I am trying to use a CNN architecture to classify text sentences. The architecture of the network is as follows:
text_input = Input(shape=X_train_vec.shape[1:], name = "Text_input")
conv2 = Conv1D(filters=128, kernel_size=5, activation='relu')(text_input)
drop21 = Dropout(0.5)(conv2)
pool1 = MaxPooling1D(pool_size=2)(drop21)
conv22 = Conv1D(filters=64, kernel_size=5, activation='relu')(pool1)
drop22 = Dropout(0.5)(conv22)
pool2 = MaxPooling1D(pool_size=2)(drop22)
dense = Dense(16, activation='relu')(pool2)
flat = Flatten()(dense)
dense = Dense(128, activation='relu')(flat)
out = Dense(32, activation='relu')(dense)
outputs = Dense(y_train.shape[1], activation='softmax')(out)
model = Model(inputs=text_input, outputs=outputs)
# compile
model.compile(loss='categorical_crossentropy', optimizer='adam', metrics=['accuracy'])
I have some callbacks as early_stopping and reduceLR to stop the training and to reduce the learning rate when the validation loss is not improving (reducing).
early_stopping = EarlyStopping(monitor='val_loss',
model_checkpoint = ModelCheckpoint(filepath=checkpoint_filepath,
learning_rate_decay = ReduceLROnPlateau(monitor='val_loss',
Once the model is trained the history of the training goes as follows:
We can observe here that the validation loss is not improving from epoch 5 on and that the training loss is being overfitted with each step.
I will like to know if I'm doing something wrong in the architecture of the CNN? Aren't enough the dropout layers to avoid the overfitting? Which are other ways to reduce overfitting?
Any suggestion?
Thanks in advance.
I have tried also with regularization an the result where even worse:
kernel_regularizer=l2(0.01), bias_regularizer=l2(0.01)
Edit 2:
I have tried to apply BatchNormalization layers after each convolution and the result is the next one:
norm = BatchNormalization()(conv2)
Edit 3:
After applying the LSTM architecture:
text_input = Input(shape=X_train_vec.shape[1:], name = "Text_input")
conv2 = Conv1D(filters=128, kernel_size=5, activation='relu')(text_input)
drop21 = Dropout(0.5)(conv2)
conv22 = Conv1D(filters=64, kernel_size=5, activation='relu')(drop21)
drop22 = Dropout(0.5)(conv22)
lstm1 = Bidirectional(LSTM(128, return_sequences = True))(drop22)
lstm2 = Bidirectional(LSTM(64, return_sequences = True))(lstm1)
flat = Flatten()(lstm2)
dense = Dense(128, activation='relu')(flat)
out = Dense(32, activation='relu')(dense)
outputs = Dense(y_train.shape[1], activation='softmax')(out)
model = Model(inputs=text_input, outputs=outputs)
# compile
model.compile(loss='categorical_crossentropy', optimizer='adam', metrics=['accuracy'])
overfitting can caused by many factors, it happens when your model fits too well to the training set.
To handle it you can do some ways:
Add more data
Use data augmentation
Use architectures that generalize well
Add regularization (mostly dropout, L1/L2 regularization are also possible)
Reduce architecture complexity.
for more clearly you can read in https://towardsdatascience.com/deep-learning-3-more-on-cnns-handling-overfitting-2bd5d99abe5d
This is screaming Transfer Learning. google-unversal-sentence-encoder is perfect for this use case.

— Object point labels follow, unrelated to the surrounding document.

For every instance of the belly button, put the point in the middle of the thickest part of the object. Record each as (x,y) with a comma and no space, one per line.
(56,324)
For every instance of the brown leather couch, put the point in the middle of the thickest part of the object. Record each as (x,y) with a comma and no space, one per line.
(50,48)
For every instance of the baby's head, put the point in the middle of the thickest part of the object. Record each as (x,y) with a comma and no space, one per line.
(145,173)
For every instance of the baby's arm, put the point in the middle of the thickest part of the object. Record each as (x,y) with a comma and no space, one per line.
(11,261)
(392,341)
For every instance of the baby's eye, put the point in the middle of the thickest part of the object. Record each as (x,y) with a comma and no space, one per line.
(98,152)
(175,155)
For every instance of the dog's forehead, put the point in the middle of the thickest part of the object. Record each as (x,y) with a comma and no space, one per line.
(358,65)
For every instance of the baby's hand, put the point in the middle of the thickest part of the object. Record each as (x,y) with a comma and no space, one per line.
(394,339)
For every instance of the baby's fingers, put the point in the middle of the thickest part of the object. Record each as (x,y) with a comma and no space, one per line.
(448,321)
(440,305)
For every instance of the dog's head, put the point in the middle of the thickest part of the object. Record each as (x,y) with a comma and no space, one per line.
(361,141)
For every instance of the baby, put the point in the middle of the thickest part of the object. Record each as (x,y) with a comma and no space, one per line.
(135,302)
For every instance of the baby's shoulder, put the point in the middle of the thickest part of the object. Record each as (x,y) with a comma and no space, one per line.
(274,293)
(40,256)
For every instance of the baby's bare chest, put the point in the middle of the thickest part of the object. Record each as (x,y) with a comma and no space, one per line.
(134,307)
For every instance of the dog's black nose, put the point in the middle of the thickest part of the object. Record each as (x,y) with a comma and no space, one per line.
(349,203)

Replace your model with
import tensorflow_hub as hub
import tensorflow_text
text_input = Input(shape=X_train_vec.shape[1:], name = "Text_input")
# this next layer might need some tweaking dimension wise, to correctly fit
# X_train in the model
text_input = tf.keras.layers.Lambda(lambda x: tf.squeeze(x))(text_input)

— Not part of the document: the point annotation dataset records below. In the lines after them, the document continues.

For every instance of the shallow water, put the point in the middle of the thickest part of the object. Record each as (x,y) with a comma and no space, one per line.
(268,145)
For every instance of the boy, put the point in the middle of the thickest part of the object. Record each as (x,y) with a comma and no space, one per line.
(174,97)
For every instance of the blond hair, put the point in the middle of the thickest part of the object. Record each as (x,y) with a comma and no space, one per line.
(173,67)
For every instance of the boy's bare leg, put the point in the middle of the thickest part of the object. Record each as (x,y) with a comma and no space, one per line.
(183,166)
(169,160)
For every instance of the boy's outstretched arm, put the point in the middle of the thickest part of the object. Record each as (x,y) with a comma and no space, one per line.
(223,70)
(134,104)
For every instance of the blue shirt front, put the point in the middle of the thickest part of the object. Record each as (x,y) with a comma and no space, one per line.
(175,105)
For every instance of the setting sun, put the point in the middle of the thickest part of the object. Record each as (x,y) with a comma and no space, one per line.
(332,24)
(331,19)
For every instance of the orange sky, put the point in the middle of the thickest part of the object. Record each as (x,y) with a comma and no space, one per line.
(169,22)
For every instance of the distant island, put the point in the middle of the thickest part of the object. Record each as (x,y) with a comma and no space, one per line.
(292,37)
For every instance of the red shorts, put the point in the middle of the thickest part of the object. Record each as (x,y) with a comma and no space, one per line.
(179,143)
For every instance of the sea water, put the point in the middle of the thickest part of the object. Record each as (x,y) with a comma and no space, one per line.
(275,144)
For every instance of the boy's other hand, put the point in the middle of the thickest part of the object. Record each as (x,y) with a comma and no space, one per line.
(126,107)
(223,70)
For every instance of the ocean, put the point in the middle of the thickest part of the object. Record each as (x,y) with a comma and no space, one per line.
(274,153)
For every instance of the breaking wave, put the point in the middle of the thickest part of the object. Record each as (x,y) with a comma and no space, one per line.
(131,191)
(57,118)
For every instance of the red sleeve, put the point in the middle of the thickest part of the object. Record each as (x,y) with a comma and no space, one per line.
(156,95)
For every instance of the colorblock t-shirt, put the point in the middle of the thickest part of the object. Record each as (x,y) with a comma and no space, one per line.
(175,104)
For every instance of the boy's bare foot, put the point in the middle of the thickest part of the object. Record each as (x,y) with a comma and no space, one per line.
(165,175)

# conv2 = Conv1D(filters=128, kernel_size=5, activation='relu')(text_input)
# drop21 = Dropout(0.5)(conv2)
# pool1 = MaxPooling1D(pool_size=2)(drop21)
# conv22 = Conv1D(filters=64, kernel_size=5, activation='relu')(pool1)

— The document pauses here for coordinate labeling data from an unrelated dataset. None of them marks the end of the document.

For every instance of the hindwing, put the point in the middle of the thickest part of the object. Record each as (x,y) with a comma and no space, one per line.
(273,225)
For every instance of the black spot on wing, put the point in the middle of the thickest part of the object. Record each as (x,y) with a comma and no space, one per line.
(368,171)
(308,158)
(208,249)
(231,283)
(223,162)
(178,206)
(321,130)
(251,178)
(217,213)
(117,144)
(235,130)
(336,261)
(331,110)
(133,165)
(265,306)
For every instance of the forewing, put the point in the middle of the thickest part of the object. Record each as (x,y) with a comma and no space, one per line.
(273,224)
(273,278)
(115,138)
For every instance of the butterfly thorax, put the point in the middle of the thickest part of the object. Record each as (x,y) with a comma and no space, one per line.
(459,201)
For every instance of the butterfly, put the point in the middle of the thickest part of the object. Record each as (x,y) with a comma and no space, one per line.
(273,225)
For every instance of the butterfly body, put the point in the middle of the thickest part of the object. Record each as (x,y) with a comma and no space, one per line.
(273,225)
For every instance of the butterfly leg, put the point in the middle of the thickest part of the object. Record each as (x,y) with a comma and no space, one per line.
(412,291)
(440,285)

# drop22 = Dropout(0.5)(conv22)
# pool2 = MaxPooling1D(pool_size=2)(drop22)
# 1) you might need `text_input = tf.expand_dims(text_input, axis=0)` here
# 2) If you're classifying English only, you can use the link to the normal `google-universal-sentence-encoder`, not the multilingual one
# 3) both the English and multilingual have a `-large` version. More accurate but slower to train and infer.
embedded = hub.KerasLayer('https://tfhub.dev/google/universal-sentence-encoder-multilingual/3')(text_input)
# this layer seems out of place,
# dense = Dense(16, activation='relu')(embedded)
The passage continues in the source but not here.